La présidence tunisienne a réaffirmé, le 15 mars, le soutien « indéfectible » aux pays arabes face aux tensions croissantes au Moyen-Orient, appelant à un arrêt immédiat des hostilités et au respect du droit international. Dans un communiqué diffusé par la présidence, le chef de l’État Kaïs Saïed a insisté sur l’attachement de la Tunisie aux principes de souveraineté des États et de règlement pacifique des conflits, dans un contexte marqué par la montée des tensions régionales et les risques d’embrasement.
Selon la présidence, cette position s’inscrit dans la continuité de la diplomatie tunisienne, fondée sur la défense de la légalité internationale, la préservation de la paix et le soutien aux causes arabes. Tunis affirme ainsi son attachement au respect de l’intégrité territoriale des États et condamne toute atteinte à leur souveraineté. Le communiqué évoque également la solidarité de la Tunisie avec plusieurs pays arabes, notamment l’Arabie saoudite, le Koweït, le Qatar, le Bahreïn, les Émirats arabes unis, la Jordanie et l’Irak.
Cette posture diplomatique s’inscrit dans un discours traditionnel de solidarité arabe, régulièrement mobilisé par Tunis dans les moments de crise régionale. Elle met notamment en avant la nécessité de préserver la sécurité collective dans l’espace arabe et d’éviter un élargissement du conflit au Moyen-Orient, qui pourrait avoir des répercussions sur l’ensemble de la région.

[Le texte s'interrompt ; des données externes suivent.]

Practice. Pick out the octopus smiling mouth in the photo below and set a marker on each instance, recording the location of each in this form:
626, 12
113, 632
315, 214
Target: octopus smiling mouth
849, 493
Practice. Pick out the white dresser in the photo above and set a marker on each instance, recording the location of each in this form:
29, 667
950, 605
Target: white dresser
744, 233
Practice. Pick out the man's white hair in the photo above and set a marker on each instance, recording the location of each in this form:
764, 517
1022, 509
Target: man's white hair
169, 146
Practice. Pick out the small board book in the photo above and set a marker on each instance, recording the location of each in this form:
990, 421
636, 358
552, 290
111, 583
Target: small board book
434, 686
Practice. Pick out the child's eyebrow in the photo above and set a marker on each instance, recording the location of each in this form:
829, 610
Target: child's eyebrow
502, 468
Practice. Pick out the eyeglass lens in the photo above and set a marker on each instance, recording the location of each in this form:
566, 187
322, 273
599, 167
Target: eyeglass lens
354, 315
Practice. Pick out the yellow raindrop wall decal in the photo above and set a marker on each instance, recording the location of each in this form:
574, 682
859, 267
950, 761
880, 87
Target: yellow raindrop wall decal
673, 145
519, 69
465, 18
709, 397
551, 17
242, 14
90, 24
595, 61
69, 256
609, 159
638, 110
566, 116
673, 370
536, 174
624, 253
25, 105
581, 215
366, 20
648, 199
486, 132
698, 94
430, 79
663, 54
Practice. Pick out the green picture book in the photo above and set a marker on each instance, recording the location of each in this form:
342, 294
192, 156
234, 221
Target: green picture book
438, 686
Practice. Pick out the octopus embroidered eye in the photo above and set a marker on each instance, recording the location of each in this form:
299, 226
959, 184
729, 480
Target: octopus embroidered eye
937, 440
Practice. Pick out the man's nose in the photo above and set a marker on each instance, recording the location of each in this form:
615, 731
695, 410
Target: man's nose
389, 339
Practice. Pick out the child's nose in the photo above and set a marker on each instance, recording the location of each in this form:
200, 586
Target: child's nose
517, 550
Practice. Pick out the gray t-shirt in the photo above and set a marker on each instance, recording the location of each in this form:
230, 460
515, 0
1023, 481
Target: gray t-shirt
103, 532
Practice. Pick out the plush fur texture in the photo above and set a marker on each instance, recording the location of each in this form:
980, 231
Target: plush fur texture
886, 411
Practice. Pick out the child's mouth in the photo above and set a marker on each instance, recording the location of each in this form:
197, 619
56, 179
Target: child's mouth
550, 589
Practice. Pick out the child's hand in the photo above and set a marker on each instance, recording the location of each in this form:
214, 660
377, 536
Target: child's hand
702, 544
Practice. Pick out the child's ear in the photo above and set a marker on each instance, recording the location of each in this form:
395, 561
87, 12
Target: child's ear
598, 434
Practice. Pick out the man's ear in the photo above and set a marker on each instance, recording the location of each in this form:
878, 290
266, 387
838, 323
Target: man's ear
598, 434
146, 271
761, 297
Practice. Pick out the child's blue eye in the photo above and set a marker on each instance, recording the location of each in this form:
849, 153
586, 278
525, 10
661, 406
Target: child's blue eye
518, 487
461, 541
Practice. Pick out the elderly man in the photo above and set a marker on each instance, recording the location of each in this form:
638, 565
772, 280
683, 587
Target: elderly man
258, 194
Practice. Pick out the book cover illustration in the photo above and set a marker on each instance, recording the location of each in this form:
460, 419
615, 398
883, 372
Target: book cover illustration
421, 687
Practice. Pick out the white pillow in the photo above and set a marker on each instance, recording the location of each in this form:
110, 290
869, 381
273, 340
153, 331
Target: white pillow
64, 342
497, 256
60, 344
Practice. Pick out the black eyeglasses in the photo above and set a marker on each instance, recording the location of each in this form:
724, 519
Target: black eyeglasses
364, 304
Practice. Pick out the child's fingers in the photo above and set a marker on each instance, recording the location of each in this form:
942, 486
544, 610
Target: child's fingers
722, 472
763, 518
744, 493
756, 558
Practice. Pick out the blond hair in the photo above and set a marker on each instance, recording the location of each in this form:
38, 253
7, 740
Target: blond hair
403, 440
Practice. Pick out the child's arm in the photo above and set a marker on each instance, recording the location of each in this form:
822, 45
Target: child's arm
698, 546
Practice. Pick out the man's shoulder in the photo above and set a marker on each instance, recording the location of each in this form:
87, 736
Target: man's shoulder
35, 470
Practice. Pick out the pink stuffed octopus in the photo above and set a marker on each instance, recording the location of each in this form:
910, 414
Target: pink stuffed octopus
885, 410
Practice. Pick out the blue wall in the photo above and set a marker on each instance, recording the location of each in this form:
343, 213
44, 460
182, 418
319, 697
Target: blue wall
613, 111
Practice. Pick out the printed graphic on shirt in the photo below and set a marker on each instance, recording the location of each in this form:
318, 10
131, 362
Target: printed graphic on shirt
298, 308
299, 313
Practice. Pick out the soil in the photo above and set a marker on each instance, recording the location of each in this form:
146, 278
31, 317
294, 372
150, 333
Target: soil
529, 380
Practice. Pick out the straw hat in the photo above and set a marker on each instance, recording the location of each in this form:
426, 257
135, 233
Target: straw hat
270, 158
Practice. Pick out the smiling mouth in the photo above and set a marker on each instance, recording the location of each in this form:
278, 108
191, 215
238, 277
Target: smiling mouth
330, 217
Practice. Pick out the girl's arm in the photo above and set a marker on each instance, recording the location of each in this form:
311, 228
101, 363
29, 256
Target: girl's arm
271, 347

Cependant, cette prise de position illustre également les marges d’influence limitées de la diplomatie tunisienne dans un environnement géopolitique dominé par les grandes puissances régionales et internationales. Depuis plusieurs années, la Tunisie peine à peser réellement dans les équilibres diplomatiques du Moyen-Orient, sa politique extérieure se limitant souvent à des déclarations de principe plutôt qu’à des initiatives diplomatiques structurantes.
Cette fragilité diplomatique s’inscrit dans un contexte national marqué par des difficultés économiques persistantes et une recomposition interne du pouvoir qui réduit la capacité du pays à projeter une influence régionale. Dans ces conditions, la diplomatie tunisienne apparaît davantage comme une diplomatie d’affirmation symbolique, cherchant à préserver un positionnement historique de soutien aux causes arabes, sans disposer des leviers politiques, économiques ou stratégiques nécessaires pour influer sur le cours des événements.
Alors que les tensions régionales continuent de s’intensifier, cette posture souligne le défi auquel fait face la Tunisie : maintenir une voix diplomatique fidèle à ses principes historiques tout en évoluant dans un environnement international où les rapports de force se durcissent et où les États disposant d’une capacité d’action limitée voient leur influence progressivement marginalisée.